# Tutorial - Beautiful Soup

### What is Beautiful Soup?

**Beautiful Soup** is a Python package for extracting data from HTML files. Other packages provide more powerful tools, but, since Beautiful Soup is friendlier, most **web scraping** practitioners start there and do not leave Beautiful Soup unless their projects get really complex.
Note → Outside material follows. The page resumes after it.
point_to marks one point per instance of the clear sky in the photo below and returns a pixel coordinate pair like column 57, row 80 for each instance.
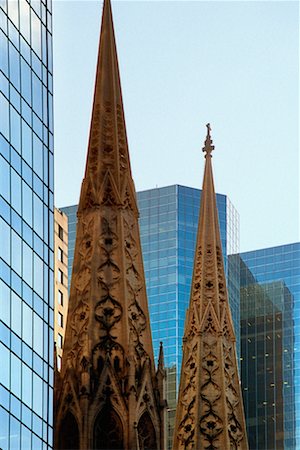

This tutorial covers the very basics of Beautiful Soup using a toy example of HTML code. It is assumed that version 4 of the package is already installed in your computer. If it is not, you can install it by entering `pip install bs4` in the operating system shell (or in the Jupyter console). 

### A toy HTML example

An extremely simple example of a **HTML document** follows. 

    <html>

	<head>
    
        <title>Data Viz</title>
    
    </head>

	<body>

		<div class="course">Data Visualization</div>

		<div class="program">MBA full-time</div>`

		<a class="professor" href="https://www.iese.edu/faculty-research/faculty/miguel-angel-canela">Miguel Ángel Canela</a>

	</body>

	</html>

You can use Beautiful Soup with any string that contains HTML code. To use the above example, I create a string variable, whose value is the HTML code. Note that I mark the line breaks with the backslash (`\`).

In [15]:
html_str = '<html> \
  <head> \
  <title>Data Viz</title> \
  </head> \
  <body> \
  <div class="course">Data Visualization</div> \
  <div class="program">MBA full-time</div> \
  <a class="professor" \
  href="https://www.iese.edu/faculty-research/faculty/miguel-angel-canela">Miguel Ángel Canela</a> \
  </body> \
  </html>'

In [16]:
html_str

'<html>   <head>   <title>Data Viz</title>   </head>   <body>   <div class="course">Data Visualization</div>   <div class="program">MBA full-time</div>   <a class="professor"   href="https://www.iese.edu/faculty-research/faculty/miguel-angel-canela">Miguel Ángel Canela</a>   </body>   </html>'

### Parsing HTML code

I import the function `BeautifulSoup` as:

In [17]:
from bs4 import BeautifulSoup

This function can parse the string `html_str`, learning the tree structure. To do this, I enter:

In [18]:
soup = BeautifulSoup(html_str, 'html.parser')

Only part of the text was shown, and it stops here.